Being a parent comes with an awesome set of responsibilities. He is correct in the sense that parents, caregivers with unique and extensive duties in raising and nurturing their children, are truly irreplaceable when it comes to teaching their kids to value humility, virtue, joy, and everything else he mentions. But no family is an island. We are inevitably shaped by the communities in which we are members.

Kids are shaped by their schools, friends, and the people they admire. Various communities can reinforce or undermine the lessons of parents. Kids can receive the support they need within these communities when they face the temptation to be inauthentic or immoral in order to be cool, popular, attractive, or anything else the average adolescent might find tempting, or they might not. They might be inundated with values that contradict the understanding of success that parents are trying to get their children to embrace.

The dearth of communities in our society that reinforce this way of understanding success is something that concerns me greatly. Having taught and coached kids from kindergarten through college (mostly at Catholic schools), I have seen the flak that thoughtful, caring, kind, generous, joyful kids can get from those demanding conformity to the values of a more narcissistic, empty culture. And it can be tough to be vulnerable when others have hurt you when you have opened up. It can be tough to feel joyful if you feel alienated and lonely. It is tough to be loving when others don’t accept your love or even mock or reject it. All of this is particularly true in the challenging, formative years of adolescence.

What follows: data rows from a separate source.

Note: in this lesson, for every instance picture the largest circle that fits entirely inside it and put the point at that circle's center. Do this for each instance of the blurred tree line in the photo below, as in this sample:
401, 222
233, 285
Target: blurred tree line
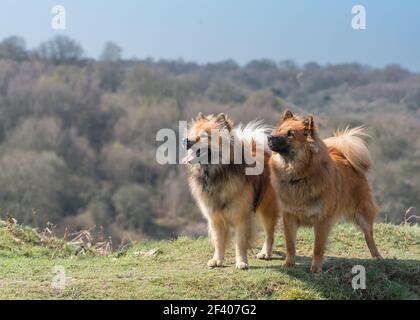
77, 135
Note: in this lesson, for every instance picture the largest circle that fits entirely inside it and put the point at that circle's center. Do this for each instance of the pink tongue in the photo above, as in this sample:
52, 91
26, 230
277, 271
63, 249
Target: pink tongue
187, 158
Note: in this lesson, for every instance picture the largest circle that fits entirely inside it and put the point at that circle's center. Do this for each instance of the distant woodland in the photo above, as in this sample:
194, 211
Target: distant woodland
78, 135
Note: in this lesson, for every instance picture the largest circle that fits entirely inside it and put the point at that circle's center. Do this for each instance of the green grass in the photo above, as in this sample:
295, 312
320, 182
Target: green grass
178, 270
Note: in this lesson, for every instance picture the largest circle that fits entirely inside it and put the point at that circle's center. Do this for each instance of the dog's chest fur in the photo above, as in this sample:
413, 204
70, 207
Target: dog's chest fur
216, 186
297, 196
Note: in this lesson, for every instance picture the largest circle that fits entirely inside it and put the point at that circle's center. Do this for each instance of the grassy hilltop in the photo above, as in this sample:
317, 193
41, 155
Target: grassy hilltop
177, 269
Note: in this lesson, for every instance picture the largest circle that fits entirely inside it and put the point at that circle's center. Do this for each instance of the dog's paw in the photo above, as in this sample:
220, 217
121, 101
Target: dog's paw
241, 265
214, 263
263, 256
289, 264
316, 268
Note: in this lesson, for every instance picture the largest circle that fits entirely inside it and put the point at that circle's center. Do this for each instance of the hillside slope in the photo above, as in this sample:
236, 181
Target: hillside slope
29, 262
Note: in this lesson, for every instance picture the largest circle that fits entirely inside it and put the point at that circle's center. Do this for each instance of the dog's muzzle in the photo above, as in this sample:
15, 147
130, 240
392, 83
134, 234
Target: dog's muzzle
187, 143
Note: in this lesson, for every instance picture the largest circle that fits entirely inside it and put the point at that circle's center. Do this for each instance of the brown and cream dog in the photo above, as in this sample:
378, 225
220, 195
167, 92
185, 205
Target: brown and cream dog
319, 181
227, 196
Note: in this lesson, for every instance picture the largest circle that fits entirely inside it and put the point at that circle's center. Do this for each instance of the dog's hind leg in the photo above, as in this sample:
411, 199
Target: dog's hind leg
322, 229
364, 220
219, 233
290, 226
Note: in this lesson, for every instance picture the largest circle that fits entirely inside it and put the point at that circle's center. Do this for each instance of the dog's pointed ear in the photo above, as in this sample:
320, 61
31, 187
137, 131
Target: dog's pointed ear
224, 120
287, 115
200, 116
309, 125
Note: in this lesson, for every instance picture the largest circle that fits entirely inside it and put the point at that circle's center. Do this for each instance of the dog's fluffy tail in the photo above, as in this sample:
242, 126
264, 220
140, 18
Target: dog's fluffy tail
350, 143
254, 133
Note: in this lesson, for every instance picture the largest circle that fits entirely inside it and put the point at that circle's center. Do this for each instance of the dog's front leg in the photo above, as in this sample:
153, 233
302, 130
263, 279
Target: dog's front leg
219, 234
243, 234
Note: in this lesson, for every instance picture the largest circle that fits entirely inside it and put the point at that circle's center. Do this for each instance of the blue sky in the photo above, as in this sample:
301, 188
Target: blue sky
214, 30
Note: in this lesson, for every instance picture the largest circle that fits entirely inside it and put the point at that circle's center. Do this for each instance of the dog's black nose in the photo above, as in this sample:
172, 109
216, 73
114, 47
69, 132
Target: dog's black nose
188, 143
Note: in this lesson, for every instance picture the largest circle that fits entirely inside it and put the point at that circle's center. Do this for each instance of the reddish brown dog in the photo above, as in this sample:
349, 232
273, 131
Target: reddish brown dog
319, 181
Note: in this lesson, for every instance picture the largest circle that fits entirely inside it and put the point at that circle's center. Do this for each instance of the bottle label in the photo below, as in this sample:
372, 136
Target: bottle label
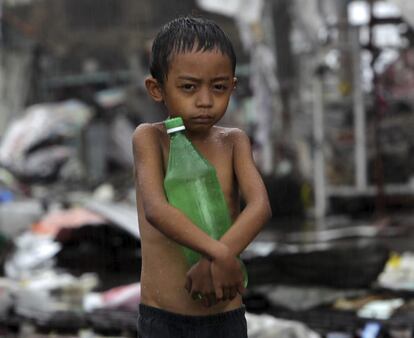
175, 129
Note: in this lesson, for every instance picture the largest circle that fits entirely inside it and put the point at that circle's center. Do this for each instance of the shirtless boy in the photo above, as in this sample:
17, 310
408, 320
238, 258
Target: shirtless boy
193, 75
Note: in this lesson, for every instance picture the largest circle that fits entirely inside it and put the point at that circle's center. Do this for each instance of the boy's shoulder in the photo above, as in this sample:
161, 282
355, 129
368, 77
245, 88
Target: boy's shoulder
232, 134
151, 130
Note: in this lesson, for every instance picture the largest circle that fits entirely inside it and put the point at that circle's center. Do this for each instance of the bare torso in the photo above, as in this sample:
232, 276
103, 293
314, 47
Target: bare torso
164, 268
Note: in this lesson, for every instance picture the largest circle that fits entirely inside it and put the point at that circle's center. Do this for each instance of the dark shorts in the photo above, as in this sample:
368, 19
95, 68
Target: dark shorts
157, 323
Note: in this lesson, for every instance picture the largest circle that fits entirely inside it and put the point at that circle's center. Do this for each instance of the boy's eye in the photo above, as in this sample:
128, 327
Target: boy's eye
188, 87
220, 87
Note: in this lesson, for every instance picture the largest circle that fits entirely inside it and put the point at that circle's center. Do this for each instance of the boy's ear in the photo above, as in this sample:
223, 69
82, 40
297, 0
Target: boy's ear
234, 82
153, 89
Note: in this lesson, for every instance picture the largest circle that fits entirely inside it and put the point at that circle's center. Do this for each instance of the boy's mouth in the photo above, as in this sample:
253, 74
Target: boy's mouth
202, 119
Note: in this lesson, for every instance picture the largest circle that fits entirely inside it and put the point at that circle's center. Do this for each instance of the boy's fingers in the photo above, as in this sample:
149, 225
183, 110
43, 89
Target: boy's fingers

I admire Matthew Warner’s strong embrace of his responsibilities as a parent. The world would be infinitely better if all parents demanded as much from themselves. But as it stands now, we have a responsibility to not only help our children embrace these values, but to try to transform our communities to reflect these values. It is a responsibility because we love and value others and want them to experience human flourishing and true success. But it’s also a necessity if we want to give our kids an even better opportunity to embrace and live these values, a better chance at achieving real success.